最適なソリューションはホスト環境の性質によって異なります。多数のコンテンツビューを作成することは避けますが、コンテンツビューのサイズは関連する操作 (公開、プロモート) の速度に影響を与えることに注意してください。また、コンテンツビューのパッケージのサブセットを作成する際には、すべての依存関係も含まれていることを確認してください。キックスタートリポジトリーは、ホストのプロビジョニングにのみ使用されるのでコンテンツビューに追加できないことに注意してください。
4.5. プロビジョニング
Satellite 6 は、プロビジョニングテンプレート、Puppet を使用した設定管理、ホストロールの標準化されたプロビジョニングのためのホストグループを含む、ホストのプロビジョニングの自動化に役立つ複数の機能を提供します。プロビジョニングのワークフローについては、the Red Hat Satellite 6 Provisioning Guide の Understanding the Provisioning Workflow を参照してください。同じガイドには、各種のコンピュートリソースでのプロビジョニングの方法について記載されています。
4.6. ロールベースの認証
ロールをユーザーに割り当てることにより、一連のパーミッションに基づく Satellite 6 コンポーネントへのアクセスを制御できます。ロールベースの認証は、ユーザーにとって不要なオブジェクトをユーザーから非表示にする方法として理解することができます。
組織内の複数の異なるロールを区別する基準は多岐に及びます。管理者ロールのほかにも、一般的に以下のタイプが見られます。
- アプリケーションまたはインフラストラクチャーの一部に関連するロール: たとえば、オペレーティングシステムとしての Red Hat Enterprise Linux の所有者とアプリケーションサーバーおよびデータベースサーバーの所有者を比較できます。
- ソフトウェアライフサイクルの特定のステージに関連するロール: たとえば、開発、テストおよび本番フェーズで区分されたロールで、各フェーズに 1 人以上の所有者が設定されるケース。
- 特定のタスクに関連するロール: セキュリティーマネージャー、ライセンスマネージャー、または Access Insights 管理者など。
カスタムロールを定義する際に、以下の推奨事項を考慮してください。
- 予想されるタスクおよび責任の定義: 所定のロールからアクセスできる Satellite インフラストラクチャーのサブセットおよびこのサブセットで許可されるアクションを定義します。ロールの責任について、また他のロールとの違いについて検討します。
- 事前に定義されたロールの使用 (可能な場合): Satellite 6 は、単独またはロールの組み合わせの一部として使用できる数多くのサンプルロールを提供します。既存のロールのコピーおよび編集からカスタムロールの作成を開始すると良いでしょう。
- 影響を受けるすべてのエンティティーを考慮に入れる: たとえば、コンテンツビューのプロモートにより、特定のライフサイクル環境およびコンテンツビューの組み合わせに対する新規の Puppet 環境が自動的に作成されます。そのため、あるロールがコンテンツビューをプロモートすることが予想される場合に、Puppet 環境を作成し、編集するパーミッションも必要になります。

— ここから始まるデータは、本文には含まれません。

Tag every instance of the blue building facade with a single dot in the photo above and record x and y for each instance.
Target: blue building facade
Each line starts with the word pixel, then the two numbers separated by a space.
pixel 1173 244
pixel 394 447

- 関連分野を考慮に入れる:ロールの責任範囲が限定されている場合でも、関連する分野は広い範囲に及ぶ場合があります。そのため、ロールの責任範囲に影響を与える Satellite インフラストラクチャーの部分に対する読み取り専用アクセスをロールに付与することができます。これにより、ユーザーは今後の変更の可能性についての情報に早期に取得することができます。
- パーミッションを段階的に追加する: カスタムロールが予定通りに機能することを確認するためにテストします。問題が生じた場合には、限定されたパーミッションセットでこれを開始し、パーミッションを段階的に追加して継続的にテストするのが効果的な方法です。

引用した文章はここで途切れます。